Your team will leave less to chance.
A multiples pregnancy is automatically considered high-risk. C-sections and interventions are far more common, quite simply because the complications multiply (pun definitely intended) the more babies, placentas, umbilical cords, and amniotic sacs are involved. I wasn’t allowed to be more than 30 minutes away from a level 3 NICU after 30 weeks. Except for my first ultrasound, all ultrasounds were done in the hospital on the maternity floor out of abundant caution. If something abnormal were to show up on the ultrasound, I wouldn’t have to waste critical time driving to the hospital.
Your entire vocabulary changes.
You start by expecting “a baby” and “eating for two” and talking about everything in their singular forms: a carseat. The baby’s room. The (single) stroller. All that changes on the turn of an ultrasound. Then you’re expecting babies and eating for three (!) and everything goes plural: car seats. The babies’ room. The double stroller. Times two. Times two. Times two.
The discomfort is real.
32 weeks of a twin pregnancy is equal to 40 weeks of a singleton pregnancy.1 While you can obviously expect more weight gain, other side effects like morning sickness, fatigue, and heartburn are often more extreme than with a singleton pregnancy. Fun!
You will likely give birth earlier.
Most twin moms deliver somewhere around 36 weeks. Unlike the 40 weeks that constitute a full-term singleton pregnancy, a twin pregnancy is considered full-term at 37 weeks.2 Most obstetricians will not allow their multiples moms to carry past 38 weeks, as the risk to both mom and babies increases after that point.

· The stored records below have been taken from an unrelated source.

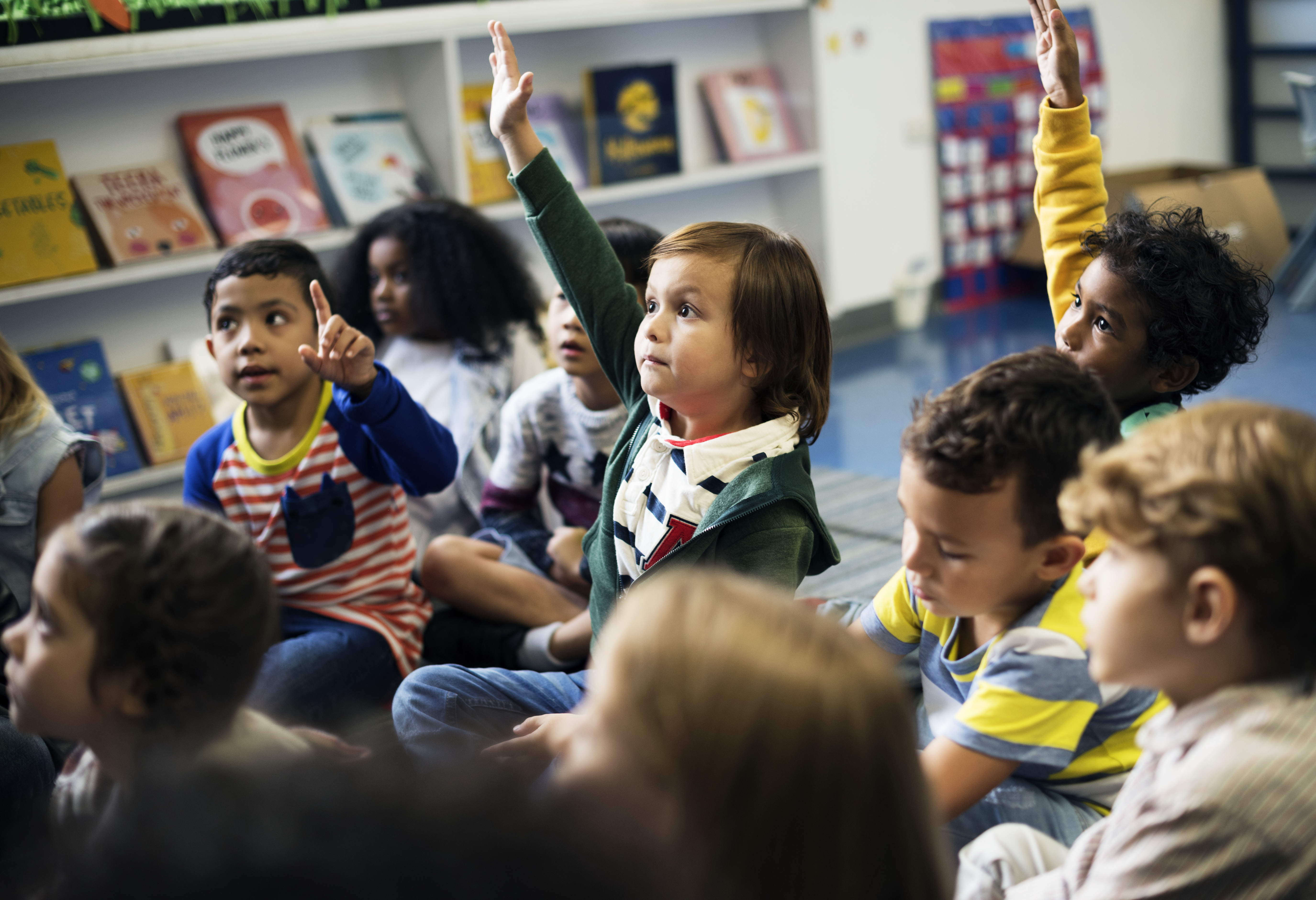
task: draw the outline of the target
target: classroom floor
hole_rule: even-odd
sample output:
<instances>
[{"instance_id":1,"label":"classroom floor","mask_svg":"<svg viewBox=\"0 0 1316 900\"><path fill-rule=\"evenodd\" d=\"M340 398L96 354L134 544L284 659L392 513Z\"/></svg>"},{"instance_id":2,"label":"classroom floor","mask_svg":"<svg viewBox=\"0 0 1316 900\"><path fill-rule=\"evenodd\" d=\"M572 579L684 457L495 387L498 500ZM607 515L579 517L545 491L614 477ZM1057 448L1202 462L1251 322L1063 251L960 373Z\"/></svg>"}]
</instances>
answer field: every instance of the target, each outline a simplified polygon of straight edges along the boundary
<instances>
[{"instance_id":1,"label":"classroom floor","mask_svg":"<svg viewBox=\"0 0 1316 900\"><path fill-rule=\"evenodd\" d=\"M832 409L812 459L819 511L842 561L805 579L796 596L865 597L882 587L900 564L903 516L895 479L911 400L1005 354L1050 346L1050 321L1045 299L1009 300L836 354ZM1316 312L1292 313L1277 304L1257 362L1188 403L1245 397L1316 414L1313 388Z\"/></svg>"}]
</instances>

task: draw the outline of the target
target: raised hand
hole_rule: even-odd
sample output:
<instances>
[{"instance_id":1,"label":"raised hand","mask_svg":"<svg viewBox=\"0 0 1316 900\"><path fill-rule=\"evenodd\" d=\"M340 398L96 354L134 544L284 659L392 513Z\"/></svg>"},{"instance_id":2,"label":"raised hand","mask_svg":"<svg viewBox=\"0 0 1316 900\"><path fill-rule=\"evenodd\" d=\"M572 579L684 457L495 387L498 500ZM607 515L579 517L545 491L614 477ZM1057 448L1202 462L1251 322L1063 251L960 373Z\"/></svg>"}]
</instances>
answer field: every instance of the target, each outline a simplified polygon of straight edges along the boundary
<instances>
[{"instance_id":1,"label":"raised hand","mask_svg":"<svg viewBox=\"0 0 1316 900\"><path fill-rule=\"evenodd\" d=\"M490 130L503 142L512 172L521 171L544 149L530 126L525 104L534 91L534 72L522 72L516 62L516 47L503 22L490 22L494 53L494 96L490 101Z\"/></svg>"},{"instance_id":2,"label":"raised hand","mask_svg":"<svg viewBox=\"0 0 1316 900\"><path fill-rule=\"evenodd\" d=\"M297 353L316 375L365 397L375 383L375 342L330 312L320 282L311 283L311 301L316 307L320 347L313 350L303 343Z\"/></svg>"},{"instance_id":3,"label":"raised hand","mask_svg":"<svg viewBox=\"0 0 1316 900\"><path fill-rule=\"evenodd\" d=\"M1070 109L1083 103L1078 70L1078 38L1057 0L1028 0L1037 33L1037 70L1051 105Z\"/></svg>"}]
</instances>

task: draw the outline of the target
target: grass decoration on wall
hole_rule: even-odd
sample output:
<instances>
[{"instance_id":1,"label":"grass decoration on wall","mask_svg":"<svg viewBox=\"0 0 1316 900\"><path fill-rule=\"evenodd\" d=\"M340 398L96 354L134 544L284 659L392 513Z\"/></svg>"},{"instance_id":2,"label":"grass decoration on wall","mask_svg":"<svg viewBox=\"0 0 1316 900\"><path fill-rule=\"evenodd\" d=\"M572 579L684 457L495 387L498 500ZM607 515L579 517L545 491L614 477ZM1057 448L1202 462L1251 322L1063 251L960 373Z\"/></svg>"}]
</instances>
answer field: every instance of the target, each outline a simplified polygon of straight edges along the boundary
<instances>
[{"instance_id":1,"label":"grass decoration on wall","mask_svg":"<svg viewBox=\"0 0 1316 900\"><path fill-rule=\"evenodd\" d=\"M415 0L412 0L415 1ZM322 14L382 0L0 0L8 43ZM405 0L401 4L412 5ZM107 28L108 26L108 28Z\"/></svg>"}]
</instances>

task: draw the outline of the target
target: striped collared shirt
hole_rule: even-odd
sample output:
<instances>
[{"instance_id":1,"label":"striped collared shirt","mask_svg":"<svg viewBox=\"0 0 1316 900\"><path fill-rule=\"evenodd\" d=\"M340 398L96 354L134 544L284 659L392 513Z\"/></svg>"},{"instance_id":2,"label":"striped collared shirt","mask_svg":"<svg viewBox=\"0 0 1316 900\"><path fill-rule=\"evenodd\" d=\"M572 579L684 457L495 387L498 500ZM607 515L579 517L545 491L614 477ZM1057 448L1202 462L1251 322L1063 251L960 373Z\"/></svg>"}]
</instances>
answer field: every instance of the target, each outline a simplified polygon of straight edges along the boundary
<instances>
[{"instance_id":1,"label":"striped collared shirt","mask_svg":"<svg viewBox=\"0 0 1316 900\"><path fill-rule=\"evenodd\" d=\"M1316 696L1242 684L1170 709L1111 814L1008 900L1316 896Z\"/></svg>"}]
</instances>

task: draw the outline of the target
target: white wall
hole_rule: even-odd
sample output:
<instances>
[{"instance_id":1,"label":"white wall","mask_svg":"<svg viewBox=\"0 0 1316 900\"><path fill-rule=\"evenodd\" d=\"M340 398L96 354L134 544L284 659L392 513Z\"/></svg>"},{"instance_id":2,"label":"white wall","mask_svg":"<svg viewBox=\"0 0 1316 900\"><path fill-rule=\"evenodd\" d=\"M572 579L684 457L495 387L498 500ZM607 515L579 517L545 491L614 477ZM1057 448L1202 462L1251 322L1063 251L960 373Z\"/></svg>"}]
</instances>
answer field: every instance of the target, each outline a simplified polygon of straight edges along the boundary
<instances>
[{"instance_id":1,"label":"white wall","mask_svg":"<svg viewBox=\"0 0 1316 900\"><path fill-rule=\"evenodd\" d=\"M1227 162L1224 3L1086 5L1109 99L1107 166ZM928 21L1026 12L1025 0L822 0L815 8L833 316L890 297L915 259L940 264Z\"/></svg>"}]
</instances>

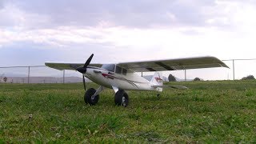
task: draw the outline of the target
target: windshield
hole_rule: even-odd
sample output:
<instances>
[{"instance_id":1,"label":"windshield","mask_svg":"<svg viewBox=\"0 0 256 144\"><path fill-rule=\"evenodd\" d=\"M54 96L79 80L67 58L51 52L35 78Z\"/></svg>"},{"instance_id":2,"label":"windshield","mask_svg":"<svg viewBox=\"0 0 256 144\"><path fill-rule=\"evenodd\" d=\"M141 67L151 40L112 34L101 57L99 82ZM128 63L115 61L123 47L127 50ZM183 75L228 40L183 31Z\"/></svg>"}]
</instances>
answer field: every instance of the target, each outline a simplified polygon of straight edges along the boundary
<instances>
[{"instance_id":1,"label":"windshield","mask_svg":"<svg viewBox=\"0 0 256 144\"><path fill-rule=\"evenodd\" d=\"M114 72L114 66L115 66L114 64L105 64L105 65L102 65L102 68Z\"/></svg>"}]
</instances>

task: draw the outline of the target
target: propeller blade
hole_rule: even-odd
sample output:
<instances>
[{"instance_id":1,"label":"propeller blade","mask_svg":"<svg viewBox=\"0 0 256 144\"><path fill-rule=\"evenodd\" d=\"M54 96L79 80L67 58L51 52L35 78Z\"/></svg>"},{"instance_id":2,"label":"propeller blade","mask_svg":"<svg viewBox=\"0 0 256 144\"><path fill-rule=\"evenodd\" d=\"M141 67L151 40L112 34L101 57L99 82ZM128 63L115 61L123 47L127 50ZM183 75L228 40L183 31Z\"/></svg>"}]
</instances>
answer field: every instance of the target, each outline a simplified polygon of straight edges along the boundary
<instances>
[{"instance_id":1,"label":"propeller blade","mask_svg":"<svg viewBox=\"0 0 256 144\"><path fill-rule=\"evenodd\" d=\"M85 79L85 76L83 74L82 74L82 82L83 82L83 87L85 88L85 90L86 91L86 79Z\"/></svg>"},{"instance_id":2,"label":"propeller blade","mask_svg":"<svg viewBox=\"0 0 256 144\"><path fill-rule=\"evenodd\" d=\"M87 66L90 64L90 62L91 59L93 58L93 57L94 57L94 54L92 54L89 57L89 58L87 59L87 61L86 62L85 65L83 66L84 68L86 68L86 67L87 67Z\"/></svg>"}]
</instances>

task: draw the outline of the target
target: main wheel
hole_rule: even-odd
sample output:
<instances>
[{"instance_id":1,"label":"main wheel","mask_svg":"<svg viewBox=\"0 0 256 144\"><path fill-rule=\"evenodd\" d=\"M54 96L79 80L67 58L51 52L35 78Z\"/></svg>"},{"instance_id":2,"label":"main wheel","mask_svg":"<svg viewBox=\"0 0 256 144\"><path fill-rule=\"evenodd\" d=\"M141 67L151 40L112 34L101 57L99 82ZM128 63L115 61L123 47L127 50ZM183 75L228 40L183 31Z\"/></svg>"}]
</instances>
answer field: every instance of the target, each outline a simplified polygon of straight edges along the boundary
<instances>
[{"instance_id":1,"label":"main wheel","mask_svg":"<svg viewBox=\"0 0 256 144\"><path fill-rule=\"evenodd\" d=\"M98 94L94 97L92 97L95 92L96 90L94 88L90 88L86 90L84 96L84 100L86 103L89 103L90 105L95 105L98 102L99 99L99 95Z\"/></svg>"},{"instance_id":2,"label":"main wheel","mask_svg":"<svg viewBox=\"0 0 256 144\"><path fill-rule=\"evenodd\" d=\"M119 90L114 95L114 103L117 106L126 107L129 103L129 97L127 93L123 90Z\"/></svg>"}]
</instances>

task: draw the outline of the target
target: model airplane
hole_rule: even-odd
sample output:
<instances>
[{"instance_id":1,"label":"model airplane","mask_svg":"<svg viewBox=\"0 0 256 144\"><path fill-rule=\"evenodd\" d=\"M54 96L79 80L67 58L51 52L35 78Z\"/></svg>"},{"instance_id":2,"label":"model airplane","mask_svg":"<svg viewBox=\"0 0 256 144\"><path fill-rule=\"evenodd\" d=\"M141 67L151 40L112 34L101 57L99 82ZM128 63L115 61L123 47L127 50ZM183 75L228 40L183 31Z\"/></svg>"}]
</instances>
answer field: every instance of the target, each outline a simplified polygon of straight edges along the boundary
<instances>
[{"instance_id":1,"label":"model airplane","mask_svg":"<svg viewBox=\"0 0 256 144\"><path fill-rule=\"evenodd\" d=\"M114 102L118 106L126 106L129 97L125 90L162 91L162 88L170 87L186 89L182 86L163 86L161 71L210 67L228 67L214 57L199 57L158 61L125 62L118 64L93 64L90 61L94 54L82 63L46 62L46 66L57 70L74 70L83 74L83 85L86 90L85 77L100 85L96 90L90 88L86 90L86 103L95 105L99 94L106 88L115 92ZM151 81L135 74L135 72L156 71ZM159 72L160 71L160 72Z\"/></svg>"}]
</instances>

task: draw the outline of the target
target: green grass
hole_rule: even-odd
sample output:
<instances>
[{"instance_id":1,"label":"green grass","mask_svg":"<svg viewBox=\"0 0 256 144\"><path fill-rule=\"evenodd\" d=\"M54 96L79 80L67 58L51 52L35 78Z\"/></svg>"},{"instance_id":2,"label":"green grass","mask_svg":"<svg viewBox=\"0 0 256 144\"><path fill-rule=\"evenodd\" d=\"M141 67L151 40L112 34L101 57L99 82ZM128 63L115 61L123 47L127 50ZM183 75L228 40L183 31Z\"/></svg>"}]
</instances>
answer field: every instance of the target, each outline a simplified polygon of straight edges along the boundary
<instances>
[{"instance_id":1,"label":"green grass","mask_svg":"<svg viewBox=\"0 0 256 144\"><path fill-rule=\"evenodd\" d=\"M85 104L82 83L1 83L0 143L256 142L256 81L166 84L190 89L129 91L124 108L112 90Z\"/></svg>"}]
</instances>

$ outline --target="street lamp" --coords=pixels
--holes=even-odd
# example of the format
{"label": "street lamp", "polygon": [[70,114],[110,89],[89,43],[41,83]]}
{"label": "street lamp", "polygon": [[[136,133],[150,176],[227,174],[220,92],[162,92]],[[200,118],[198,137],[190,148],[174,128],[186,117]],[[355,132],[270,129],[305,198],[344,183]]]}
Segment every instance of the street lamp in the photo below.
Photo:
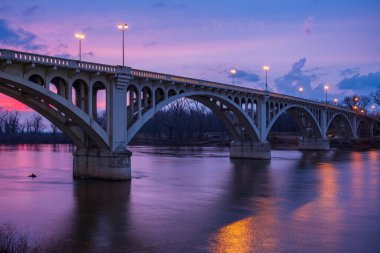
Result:
{"label": "street lamp", "polygon": [[265,91],[268,91],[268,71],[269,71],[269,66],[263,66],[263,70],[265,71]]}
{"label": "street lamp", "polygon": [[299,88],[298,88],[298,91],[300,92],[300,97],[302,97],[301,94],[302,94],[303,88],[302,88],[302,87],[299,87]]}
{"label": "street lamp", "polygon": [[231,69],[230,74],[232,75],[232,84],[235,84],[235,75],[236,75],[236,69]]}
{"label": "street lamp", "polygon": [[83,33],[76,33],[75,38],[79,41],[79,61],[82,60],[82,40],[85,38]]}
{"label": "street lamp", "polygon": [[124,67],[124,33],[125,33],[125,31],[128,29],[128,24],[118,24],[117,25],[117,28],[120,30],[120,31],[122,31],[122,33],[123,33],[123,41],[122,41],[122,43],[123,43],[123,67]]}

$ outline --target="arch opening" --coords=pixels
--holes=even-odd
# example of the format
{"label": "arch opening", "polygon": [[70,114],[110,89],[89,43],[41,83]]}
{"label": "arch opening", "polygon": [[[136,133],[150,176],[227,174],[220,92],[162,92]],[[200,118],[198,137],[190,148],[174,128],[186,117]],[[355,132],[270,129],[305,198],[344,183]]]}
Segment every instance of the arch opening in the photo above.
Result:
{"label": "arch opening", "polygon": [[[275,104],[273,105],[275,110]],[[316,141],[323,136],[313,114],[300,106],[285,107],[273,117],[267,131],[267,139],[273,146],[298,146],[303,141]]]}
{"label": "arch opening", "polygon": [[49,83],[49,90],[67,99],[67,83],[61,77],[54,77]]}
{"label": "arch opening", "polygon": [[37,74],[31,75],[28,78],[28,80],[38,85],[45,86],[45,81],[40,75],[37,75]]}
{"label": "arch opening", "polygon": [[95,82],[92,85],[92,118],[103,128],[107,129],[107,118],[109,109],[107,106],[108,96],[104,83]]}
{"label": "arch opening", "polygon": [[72,102],[78,108],[88,113],[88,85],[85,81],[77,79],[72,86]]}
{"label": "arch opening", "polygon": [[346,139],[354,137],[351,124],[343,114],[334,115],[328,123],[327,137],[329,139]]}
{"label": "arch opening", "polygon": [[[220,95],[215,95],[212,93],[205,94],[205,92],[191,91],[167,98],[166,100],[158,103],[155,108],[151,108],[142,114],[139,121],[136,121],[128,126],[128,140],[131,140],[149,119],[159,117],[159,114],[155,115],[156,112],[166,108],[166,106],[176,100],[186,101],[186,99],[191,99],[198,102],[198,104],[203,104],[205,107],[209,108],[209,110],[211,110],[223,122],[234,140],[249,143],[258,142],[258,131],[248,113],[244,112],[240,106],[236,106],[232,101],[230,102],[228,98],[219,96]],[[178,105],[178,102],[173,104]],[[180,120],[178,120],[178,123],[179,121]]]}

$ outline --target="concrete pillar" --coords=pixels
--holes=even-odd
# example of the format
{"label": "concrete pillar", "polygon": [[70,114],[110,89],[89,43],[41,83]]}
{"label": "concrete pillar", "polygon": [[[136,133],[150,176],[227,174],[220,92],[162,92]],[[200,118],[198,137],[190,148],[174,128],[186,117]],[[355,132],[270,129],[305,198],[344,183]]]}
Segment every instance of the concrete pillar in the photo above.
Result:
{"label": "concrete pillar", "polygon": [[269,96],[263,96],[257,104],[259,138],[262,143],[267,143],[267,107]]}
{"label": "concrete pillar", "polygon": [[[119,67],[116,77],[110,85],[110,133],[111,149],[127,148],[127,85],[131,77],[131,69]],[[108,109],[108,108],[107,108]],[[108,110],[107,110],[108,111]]]}
{"label": "concrete pillar", "polygon": [[69,82],[67,83],[67,86],[66,86],[66,99],[67,99],[70,103],[73,102],[72,87],[73,87],[73,84],[72,84],[71,81],[69,80]]}
{"label": "concrete pillar", "polygon": [[299,141],[299,150],[329,150],[330,141],[326,138],[317,138],[306,140],[305,138]]}
{"label": "concrete pillar", "polygon": [[269,143],[249,143],[235,142],[230,143],[230,157],[242,159],[271,159]]}
{"label": "concrete pillar", "polygon": [[131,156],[124,152],[76,151],[73,157],[73,177],[103,180],[130,180]]}
{"label": "concrete pillar", "polygon": [[88,102],[89,105],[91,105],[91,110],[89,110],[90,116],[92,116],[93,119],[98,118],[98,108],[97,108],[97,103],[98,103],[98,90],[91,88],[92,89],[92,94],[91,94],[91,101]]}
{"label": "concrete pillar", "polygon": [[321,111],[321,131],[322,131],[322,139],[327,138],[327,107],[325,107]]}
{"label": "concrete pillar", "polygon": [[118,67],[116,77],[110,83],[109,92],[107,91],[107,106],[109,105],[107,121],[110,123],[107,132],[110,149],[76,150],[73,154],[73,176],[75,178],[131,179],[132,153],[127,150],[126,107],[126,88],[130,79],[131,69]]}
{"label": "concrete pillar", "polygon": [[137,90],[137,118],[140,119],[141,118],[141,90],[138,89]]}
{"label": "concrete pillar", "polygon": [[[95,92],[95,96],[96,96],[96,92]],[[86,97],[87,97],[87,99],[85,100],[85,102],[87,103],[87,104],[86,104],[86,107],[87,107],[87,113],[88,113],[88,115],[90,115],[90,118],[96,119],[96,116],[95,116],[95,118],[94,118],[94,117],[93,117],[93,114],[92,114],[92,109],[94,108],[94,107],[93,107],[93,104],[92,104],[92,99],[94,98],[94,97],[93,97],[92,82],[90,82],[90,83],[88,84],[88,89],[87,89]],[[95,99],[95,103],[96,103],[96,99]],[[96,104],[95,104],[95,108],[96,108]]]}
{"label": "concrete pillar", "polygon": [[156,90],[152,89],[152,108],[156,108]]}

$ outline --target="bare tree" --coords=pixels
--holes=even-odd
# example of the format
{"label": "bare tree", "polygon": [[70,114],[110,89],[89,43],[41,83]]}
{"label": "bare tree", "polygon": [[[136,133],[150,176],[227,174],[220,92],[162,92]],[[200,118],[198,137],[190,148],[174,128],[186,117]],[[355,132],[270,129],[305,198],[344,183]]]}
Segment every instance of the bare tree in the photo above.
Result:
{"label": "bare tree", "polygon": [[45,125],[43,123],[43,118],[39,114],[34,114],[32,116],[32,129],[34,134],[40,134],[45,130]]}
{"label": "bare tree", "polygon": [[373,102],[380,105],[380,85],[376,91],[371,93],[371,98],[372,98]]}
{"label": "bare tree", "polygon": [[347,96],[343,99],[343,104],[351,110],[366,109],[371,103],[371,98],[366,95]]}
{"label": "bare tree", "polygon": [[101,111],[98,112],[98,115],[96,117],[96,122],[105,130],[107,129],[107,112]]}

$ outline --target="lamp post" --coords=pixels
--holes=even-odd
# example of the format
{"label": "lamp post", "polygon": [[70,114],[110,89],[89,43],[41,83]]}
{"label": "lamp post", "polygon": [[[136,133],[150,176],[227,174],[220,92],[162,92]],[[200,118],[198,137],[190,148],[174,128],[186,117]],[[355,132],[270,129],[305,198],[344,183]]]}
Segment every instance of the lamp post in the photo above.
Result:
{"label": "lamp post", "polygon": [[124,33],[128,29],[128,24],[118,24],[117,28],[122,32],[122,43],[123,43],[123,67],[124,67]]}
{"label": "lamp post", "polygon": [[302,97],[303,88],[302,88],[302,87],[299,87],[299,88],[298,88],[298,91],[300,92],[300,98],[301,98],[301,97]]}
{"label": "lamp post", "polygon": [[263,66],[263,70],[265,71],[265,91],[268,91],[268,71],[269,71],[269,66]]}
{"label": "lamp post", "polygon": [[85,38],[83,33],[76,33],[75,38],[79,41],[79,61],[82,60],[82,40]]}
{"label": "lamp post", "polygon": [[231,69],[230,74],[232,75],[232,84],[235,84],[236,69]]}

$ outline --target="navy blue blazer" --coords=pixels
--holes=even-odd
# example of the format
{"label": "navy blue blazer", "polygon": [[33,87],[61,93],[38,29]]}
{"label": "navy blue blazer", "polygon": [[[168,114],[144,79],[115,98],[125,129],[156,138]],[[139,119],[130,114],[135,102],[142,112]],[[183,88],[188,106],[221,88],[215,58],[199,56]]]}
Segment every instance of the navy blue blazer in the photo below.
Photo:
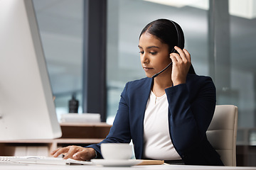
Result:
{"label": "navy blue blazer", "polygon": [[[128,82],[121,94],[113,126],[106,139],[94,148],[102,158],[100,144],[134,143],[137,159],[143,159],[144,118],[154,81],[144,78]],[[186,83],[165,90],[169,102],[169,133],[186,164],[223,165],[207,140],[216,101],[215,87],[208,76],[188,74]]]}

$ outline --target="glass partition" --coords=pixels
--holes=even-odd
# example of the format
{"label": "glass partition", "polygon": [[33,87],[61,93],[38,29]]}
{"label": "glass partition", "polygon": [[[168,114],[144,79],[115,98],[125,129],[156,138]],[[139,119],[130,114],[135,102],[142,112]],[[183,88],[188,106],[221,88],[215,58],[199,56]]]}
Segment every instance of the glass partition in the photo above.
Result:
{"label": "glass partition", "polygon": [[[82,103],[82,0],[33,0],[58,118]],[[79,111],[81,112],[81,107]]]}

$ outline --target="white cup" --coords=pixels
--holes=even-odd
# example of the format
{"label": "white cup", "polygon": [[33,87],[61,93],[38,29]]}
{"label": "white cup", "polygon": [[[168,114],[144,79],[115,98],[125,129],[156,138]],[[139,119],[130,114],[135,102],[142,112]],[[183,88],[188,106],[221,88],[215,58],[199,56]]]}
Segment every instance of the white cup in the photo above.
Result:
{"label": "white cup", "polygon": [[132,146],[129,143],[102,143],[100,150],[105,159],[129,159],[132,157]]}

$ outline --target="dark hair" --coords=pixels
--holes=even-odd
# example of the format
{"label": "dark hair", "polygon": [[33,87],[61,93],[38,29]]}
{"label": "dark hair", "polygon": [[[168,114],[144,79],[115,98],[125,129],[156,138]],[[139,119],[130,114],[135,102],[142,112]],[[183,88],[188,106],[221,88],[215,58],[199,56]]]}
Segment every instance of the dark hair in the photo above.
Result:
{"label": "dark hair", "polygon": [[[173,21],[168,19],[158,19],[147,24],[142,30],[139,38],[144,33],[148,33],[159,39],[161,42],[167,44],[169,52],[172,52],[174,46],[184,47],[184,34],[181,27]],[[191,64],[188,70],[189,74],[196,74]]]}

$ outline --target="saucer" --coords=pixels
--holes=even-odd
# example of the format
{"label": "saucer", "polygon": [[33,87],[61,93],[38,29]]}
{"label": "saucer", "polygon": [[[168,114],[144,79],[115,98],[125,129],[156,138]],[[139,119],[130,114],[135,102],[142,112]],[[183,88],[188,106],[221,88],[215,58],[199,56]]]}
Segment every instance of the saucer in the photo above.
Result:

The inconveniences become more.
I gained so much water weight my last week of pregnancy that my feet swelled up an entire shoe size. I had to buy a new pair just to get by. The last several weeks of my pregnancy, I couldn’t drive: the combination of an enormous belly plus short legs meant I could not comfortably fit behind a steering wheel and reach the pedals. My twins were born in pregnancy, and I could not find a coat that would button over my stomach. (Though I was mostly overheated anyway, so this was fine.) It got so crowded inside that I could only manage to eat small snacks every few hours during the last month or two. It was all a lot.
It’s also kind of fun.
Not everyone gets to have twins, after all. We had so much fun first telling our families that we were pregnant and then, a few weeks later, that it was twins! It was like getting to tell them we were expecting all over again. Once we told more people we got to do the one-two punch, “Hey, we’re expecting!” *cue cheering and congratulations* “But that’s not all…it’s twins!” *cue stunned silence before even more cheering and congratulations* It was very, very fun to make that announcement.
There’s a saying in multiples circles, “No one gets it like another twin mom.” It’s true. You’ll find your fellow twin moms out in the wild and commiserate over everything from the intense pregnancy heartburn to navigating the world with two infant car seats to the often ridiculous questions from random strangers when you’re out in the world with your twins. (Yup. One more thing to look forward to!) You’ll find a built-in community all bonded by the fact that they’ve been there. All because one day you walked into that ultrasound room and found out that you, too, were expecting twins.